Şehrin kolay kolay boş bırakılmayan merkezinde öğle saatlerinde el ayak biraz da olsa çekilir. Buna neden olan şey yaz ayında kavurucu sıcak, kış mevsiminde de sert ayazdır. Ancak saatler akşamı bulduğunda merkezde yeniden bir kargaşa, koşuşturmaca oluşur.

Öğle saatleri geçip gidince, Ankara’nın kalbi Anıtkabir’in ışıkları yanar. Atatürk'ün huzur dolu mekânı, ziyaretçilerini ağırlar. Burada geçirilen her an, insanın yüreğinde bir vatan sevgisi uyandırır.

Gün sonunda ise Tunalı Hilmi ve Bahçelievler sokakları, Kuğulu Park, Atakule veya doğal parklarda yoğunluk oluşmaya başlar.

Tunalı Hilmi Caddesi'nde yürüyüş yapmak, Ankaralılar için bir ritüel gibidir. Cadde boyunca dizilmiş mağazalar, kitapçılar ve kafeler, insanların stres atmak için uğradıkları yerler arasındadır.

Kuğulu Park ise caddenin sonunda küçük bir vaha gibidir.

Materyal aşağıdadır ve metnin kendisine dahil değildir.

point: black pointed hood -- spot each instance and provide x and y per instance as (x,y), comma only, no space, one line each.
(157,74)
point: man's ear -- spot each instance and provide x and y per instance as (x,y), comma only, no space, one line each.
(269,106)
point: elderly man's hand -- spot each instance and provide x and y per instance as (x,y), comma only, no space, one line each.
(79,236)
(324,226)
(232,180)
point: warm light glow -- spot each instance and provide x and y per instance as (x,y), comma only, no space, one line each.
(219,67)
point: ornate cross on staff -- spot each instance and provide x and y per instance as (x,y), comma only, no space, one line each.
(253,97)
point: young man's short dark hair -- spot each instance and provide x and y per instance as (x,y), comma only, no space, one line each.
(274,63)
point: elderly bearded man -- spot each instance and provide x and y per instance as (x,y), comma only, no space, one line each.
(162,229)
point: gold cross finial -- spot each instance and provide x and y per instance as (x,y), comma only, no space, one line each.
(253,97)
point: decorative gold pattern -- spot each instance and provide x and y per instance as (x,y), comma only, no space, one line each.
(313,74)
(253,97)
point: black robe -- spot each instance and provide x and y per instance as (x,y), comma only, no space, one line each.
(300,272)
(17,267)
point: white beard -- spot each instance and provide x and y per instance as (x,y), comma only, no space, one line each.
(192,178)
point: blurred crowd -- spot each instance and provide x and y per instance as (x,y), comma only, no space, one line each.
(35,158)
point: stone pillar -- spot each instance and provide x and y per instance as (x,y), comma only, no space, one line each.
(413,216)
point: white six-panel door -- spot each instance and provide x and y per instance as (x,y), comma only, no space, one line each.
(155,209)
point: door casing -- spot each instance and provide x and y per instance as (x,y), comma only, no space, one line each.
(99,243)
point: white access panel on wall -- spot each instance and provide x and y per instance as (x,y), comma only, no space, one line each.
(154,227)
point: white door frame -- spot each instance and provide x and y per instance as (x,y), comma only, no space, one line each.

Kuğuların süzüldüğü göletin etrafında dolaşmak, şehrin karmaşasından bir an olsun uzaklaşmak için mükemmel bir fırsat sunar.

İlerleyen saatlerden herkesin evinin yolunu tutmasıyla koca, kalabalık şehir, sessizliğe bürünür.

Başkentte sıradan bir gün, böyle yoğun, ama bir o kadar da huzurlu geçer.